A government official from Laos told me, ‘We defeated the virus crisis. Now we are going to be defeated by the debt crisis, which we did not create’. This year itself Laos will have to pay $900 million to service its external debt; its total foreign exchange holdings amount to under $1 billion. The coronavirus recession, absent the universal cancellation of debt, has produced a serious challenge to these socialist governments who have been able to valiantly manage the pandemic. A call for debt cancellation in this context is a matter of life and death.
For good reason, my mind wandered to poets and militants from an earlier era who fought to produce humanity in the world. Two Iranian poets came to mind, both killed in different ways by the dictatorship of the Shah: Forough Farrokhzad (1934-1967) and Khosrow Golsorkhi (1944-1974). Farrokhzad’s wonderful poem, Someone Who Is Not Like Anyone, urges the arrival of someone who will come and ‘distribute the bread’, ‘distribute the whooping-cough syrup’, and ‘distribute the hospital admission numbers’. She died in a car accident; the circumstances mysterious.

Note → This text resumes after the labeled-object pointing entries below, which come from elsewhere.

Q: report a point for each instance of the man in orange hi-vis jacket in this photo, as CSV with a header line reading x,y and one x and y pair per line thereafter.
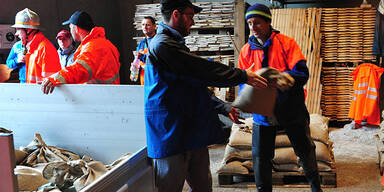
x,y
96,60
40,55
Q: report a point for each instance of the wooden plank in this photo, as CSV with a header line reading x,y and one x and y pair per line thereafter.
x,y
239,28
101,121
8,181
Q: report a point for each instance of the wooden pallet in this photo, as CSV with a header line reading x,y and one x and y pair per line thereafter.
x,y
279,179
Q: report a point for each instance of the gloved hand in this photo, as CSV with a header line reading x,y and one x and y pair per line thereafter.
x,y
280,80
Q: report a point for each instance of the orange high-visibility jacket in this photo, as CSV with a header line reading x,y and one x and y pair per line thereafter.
x,y
365,101
41,59
96,61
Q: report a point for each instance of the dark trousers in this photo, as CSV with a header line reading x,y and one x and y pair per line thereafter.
x,y
191,166
263,149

Golsorkhi was accused of plotting to kill the Shah’s son. At his trial, he announced, ‘As a Marxist, my address is to the people and to history. The more you attack me, the further I am from you and the closer I am to the people. Even if you bury me – and you certainly will – people will make flags and songs from my corpse’. He left behind many cherished songs, including one which gives us the title of this article and is an exhortation against the uncertainty of our times:
We must love one another!
We must roar like the Caspian
even if our cries are not heard
we must bring them together.
Each heartbeat must be our song
the redness of blood, our banner
our hearts, the banner and the song.
(Vijay Prashad is an Indian historian, editor and journalist. He is the director of Tricontinental: Institute for Social Research.)